《4》本当の目的
とりあえずリルはリュウキを弄るのはこれくらいにして話を戻すことにした。
「それにしても、祭器追跡隊にまさか<黒紫の虚無神>と戦った人が二人もいるなんてすごい偶然」
「……偶然なわけあるか」
やや間をおいてリュウキが言った。
「へ?」
「ついでに教えておいてやる。俺たちが追っているのは<黒紫の虚無神>を封印した神具のひとつ、<聖域の書>だ」
三年前、復活した<黒紫の虚無神>は激闘の末、<封印の聖女>と神具の力によって再び封印された。
その時用いられた神具は<薄紅の知識神>という神から授けられたもので、<聖域の書><人界の書><魔境の書>の三つで構成され、総じて<三界の書>と呼ばれている。

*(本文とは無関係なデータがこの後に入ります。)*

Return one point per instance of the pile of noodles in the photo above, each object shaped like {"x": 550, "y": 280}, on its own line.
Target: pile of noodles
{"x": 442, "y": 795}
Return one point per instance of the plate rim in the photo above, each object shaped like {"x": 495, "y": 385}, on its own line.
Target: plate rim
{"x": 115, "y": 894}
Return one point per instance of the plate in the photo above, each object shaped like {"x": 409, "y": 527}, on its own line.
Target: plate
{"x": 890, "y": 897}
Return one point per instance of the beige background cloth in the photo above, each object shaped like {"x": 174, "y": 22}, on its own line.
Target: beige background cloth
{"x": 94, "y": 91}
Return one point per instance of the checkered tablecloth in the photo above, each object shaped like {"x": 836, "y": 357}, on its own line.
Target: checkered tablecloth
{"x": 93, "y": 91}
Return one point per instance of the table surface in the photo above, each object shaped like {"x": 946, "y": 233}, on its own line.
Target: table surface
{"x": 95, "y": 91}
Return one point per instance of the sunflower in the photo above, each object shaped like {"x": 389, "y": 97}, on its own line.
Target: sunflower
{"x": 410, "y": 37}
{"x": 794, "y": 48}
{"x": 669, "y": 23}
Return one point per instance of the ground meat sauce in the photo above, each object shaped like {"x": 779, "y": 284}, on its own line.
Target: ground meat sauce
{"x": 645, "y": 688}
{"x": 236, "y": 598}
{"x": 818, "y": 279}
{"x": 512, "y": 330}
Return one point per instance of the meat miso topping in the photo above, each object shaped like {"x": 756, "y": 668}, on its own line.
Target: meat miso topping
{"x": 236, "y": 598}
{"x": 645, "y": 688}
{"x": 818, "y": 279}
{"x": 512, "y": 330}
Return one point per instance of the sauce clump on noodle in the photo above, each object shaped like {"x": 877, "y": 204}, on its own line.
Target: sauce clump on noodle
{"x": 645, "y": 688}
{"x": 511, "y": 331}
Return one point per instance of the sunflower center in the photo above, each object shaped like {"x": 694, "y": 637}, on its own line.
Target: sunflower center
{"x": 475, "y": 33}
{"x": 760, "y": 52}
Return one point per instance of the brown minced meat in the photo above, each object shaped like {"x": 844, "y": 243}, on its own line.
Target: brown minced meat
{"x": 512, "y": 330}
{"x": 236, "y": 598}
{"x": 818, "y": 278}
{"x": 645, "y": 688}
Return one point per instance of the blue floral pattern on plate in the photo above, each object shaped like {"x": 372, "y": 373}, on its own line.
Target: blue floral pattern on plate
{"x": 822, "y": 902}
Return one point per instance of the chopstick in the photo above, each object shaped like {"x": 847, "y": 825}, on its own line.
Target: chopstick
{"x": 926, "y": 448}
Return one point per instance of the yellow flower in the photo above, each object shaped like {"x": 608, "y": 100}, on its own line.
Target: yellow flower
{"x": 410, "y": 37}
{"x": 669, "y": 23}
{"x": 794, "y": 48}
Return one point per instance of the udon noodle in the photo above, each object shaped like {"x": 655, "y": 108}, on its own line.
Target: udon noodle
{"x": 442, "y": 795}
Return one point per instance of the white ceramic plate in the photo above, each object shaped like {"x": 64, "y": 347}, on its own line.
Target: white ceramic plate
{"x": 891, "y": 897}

保管場所はもちろん公にされていないが、そのうちの一つが聖域にあったのだ。
「神だの神具だの話が突飛しすぎてるんだけど……」
リュウキの話を聞いてリルは唖然としていた。
「そもそも神って別の世界に旅立ったんじゃなかったの?」
「伝承の上では、な。俺も神たちの事情までは知らん。ともかくこの世界に残っていた神がいたようだな」
「その神様が私たちに協力してくださったんです」
「そ、そうだったんだ」
ラナイの言葉に頷きながらもリルは半信半疑といった感じだ。
「神については余談だ。とりあえず<黒紫の虚無神>を封印した神具の方が重要だ。あと……」
そこまで言って、リュウキはある人物に視線を移す。
「お前、<薄紅の知識神>を知ってるな?」
「……え!?」
「……え?」
リルとラナイは驚いて振り返った。オウルも興味ありげに見る。
当の本人は特に動じる様子もなくリュウキを見返した。
「……なぜそう思う?」
「ソーラス遺跡で隠されていた魔植物を見えるようにしただろ。あの遺跡、あとで調べてみたが<薄紅の知識神>の造った遺跡だ。<虚無大戦>の時に現れた聖者というのもお前じゃないのか?」
「<薄紅の知識神>を知っているのは認める。聖者というのは私じゃない。<薄紅の知識神>だろう」
キサラは淡々とした口調で言った。
「私は頼まれたことをやっている」
「え、じゃあレトイを復活させたことも?」
「ああ」
リルの問いにキサラは静かに頷く。レトイは瞳をしばたたかせた。
「あの神から何か聞いてるのか?」
リュウキは神妙な様子でたずねる。
「封印は永久的なものではない。いずれ解かれると」
「……なんだと?」
キサラの口から告げられた不穏な言葉にリュウキは眉を寄せた。
「その対処のために私は動いている」
「解かれるってどういうこと? 誰かが解いちゃうってこと?」
「そこまでは聞いていない」
リルが訝しげに問いかけるとキサラは首を振ってそう答えた。謎の予言じみた言葉にリルたちは押し黙る。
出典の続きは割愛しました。